CFV also has .5% chromium, but I was told two stories,onethat the original recipe was pretty darn shallow hardening and the other was that he C helped the stuff roll more easily. It alohas 1084 manganese levels, so AAA type oil is probably the optimum quenchant. Either way, Mr V kicks Mr Cr in the nads and steals all of the carbon that Mr Fe hasn't already gobbled up. i have been chatting with Russ Andrews about an L6/CFV san mai. He said it works well and it would sure stretch may limited supply of CFV. I have like 50 of the 36 inch bars of the 1.25 x 1/4 and like 15 of the 2 x 1/4. A couple of guys bought TONS of the stuff before it went away. A couple of those batches are whereto current stock appears to be coming from. Anything other than round bar or the 1.1/25 and2 x /14 flat likely came from that last 5000 lbs ingot that Aldo was trying to chase down a few years back. It got bought by one of our other BFC brethren.


I have about 6 24" sticks of CFV from Chuck at AKS. I plan to make Damascus or San Mai out of it.
 
I have about 6 24" sticks of CFV from Chuck at AKS. I plan to make Damascus or San Mai out of it.
IIRC, Adam Desrosiers found that L6 works better with CFV than 15N20. It would suspect that CFV at 61 would match up well that second toughness peak of moly bearing L6 at 61. It looks like you could get there using the old standard 1500/400F recipe.
 
I mean in use. Sawing away on fur and meat and bone our whatever with a simple steel that makes free carbide but nothing to strengthen grain boundaries. In the thin edge do those carbides come out in use faster than in a very similar steel with a bit of vanadium strengthening grain boundaries.
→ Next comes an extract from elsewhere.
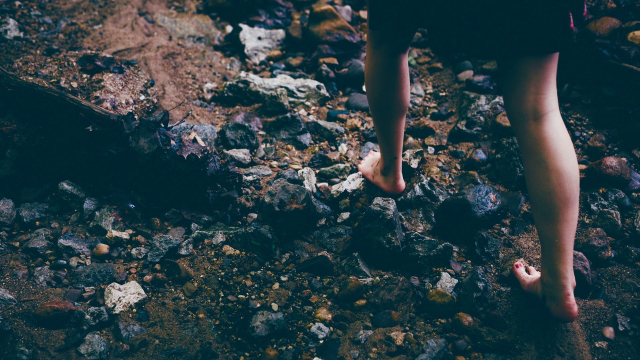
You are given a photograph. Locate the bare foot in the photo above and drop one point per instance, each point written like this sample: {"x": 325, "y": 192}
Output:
{"x": 371, "y": 170}
{"x": 557, "y": 298}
That would be the 1095 vs W2 example.


Probably. This is my guess.
 
IIRC, Adam Desrosiers found that L6 works better with CFV than 15N20. It would suspect that CFV at 61 would match up well that second toughness peak of moly bearing L6 at 61. It looks like you could get there using the old standard 1500/400F recipe.


I have a limited supply of L6, but enough to do a few billets with.

I see guys doing O1 or 52100 with 15n20, but I always thought L6 would be a better match metalurgically. Same with CFV.
 
I have a limited supply of L6, but enough to do a few billets with.

I see guys doing O1 or 52100 with 15n20, but I always thought L6 would be a better match metalurgically. Same with CFV.
15N20 strikes me as being a bit more forgiving than say W2, but it is always best to matchup the steels as best you can.
 
Is a certain amount of wear actually the loss of carbides that are pulled out of the weaker matrix? So something like vanadium or niobium strengthening those grain boundaries helps retain carbides in the edge longer.

Just a thought.

I am not sure what the concensus on "carbide tearout" is. Some people swear it is a complete rumor and either non existant or atleast has no effect major effect on wear. Obviously it must happen during sharpening, or how would l sharpen my knives on stones that aren't as hard as the carbides.
 
W2 has vanadium too, but 0.2%. Not enough to form carbides, but keeps the grain refined. W2 is probably the best performing simple steel out there. It has a very narrow heat treat window though.

I believe that tiny amount of vanadium is already(need to be) in the form of carbide unless it wouldn't help at pinning grain boundaries at high temperature.